Le 22 février 2025, la Conférence Épiscopale Nationale du Congo (CENCO) a rendu publique une déclaration percutante depuis Kinshasa, condamnant avec vigueur la stigmatisation et les violences ciblant les communautés swahilophones, particulièrement à Kinshasa.
Signée par Mgr Donatien Nshole, Secrétaire général de la CENCO, ce texte alerte sur les graves conséquences d’une discrimination linguistique qui menace la cohésion nationale dans l’Est de la République démocratique du Congo, une région déjà marquée par des conflits armés et des insécurités persistantes.
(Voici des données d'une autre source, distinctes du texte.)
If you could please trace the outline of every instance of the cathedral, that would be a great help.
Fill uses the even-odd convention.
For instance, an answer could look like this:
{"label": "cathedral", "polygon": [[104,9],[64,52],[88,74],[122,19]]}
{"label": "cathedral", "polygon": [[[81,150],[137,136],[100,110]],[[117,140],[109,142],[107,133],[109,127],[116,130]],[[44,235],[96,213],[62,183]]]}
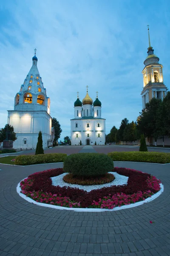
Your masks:
{"label": "cathedral", "polygon": [[149,25],[148,25],[149,47],[147,56],[144,61],[145,67],[142,70],[143,89],[142,92],[142,108],[152,98],[163,99],[167,91],[164,84],[162,65],[159,64],[158,57],[154,54],[154,49],[150,46]]}
{"label": "cathedral", "polygon": [[102,103],[97,96],[93,100],[87,93],[82,102],[77,99],[74,104],[74,118],[71,121],[72,145],[103,145],[105,140],[105,119],[102,118]]}
{"label": "cathedral", "polygon": [[32,66],[15,97],[14,110],[8,111],[8,123],[13,126],[17,137],[14,148],[36,148],[40,131],[43,147],[51,145],[50,99],[38,70],[36,52]]}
La CENCO dénonce des actes de violence et de persécution fondés sur l’usage de la langue swahilie, souvent perçue à tort comme un marqueur d’étrangeté ou de complicité avec des groupes armés. Ces préjugés alimentent une chasse aux sorcières, forçant des familles swahilophones à fuir leurs terres, abandonnant maisons et moyens de subsistance.
Les évêques et archevêques rappellent que le swahili, loin d’être une langue étrangère, est profondément enraciné dans l’histoire et la culture congolaises, notamment dans l’Est, où il coexiste avec d’autres langues nationales. Ils dénoncent les stéréotypes et les rancunes qui divisent les communautés, appelant à une introspection collective pour surmonter ces divisions.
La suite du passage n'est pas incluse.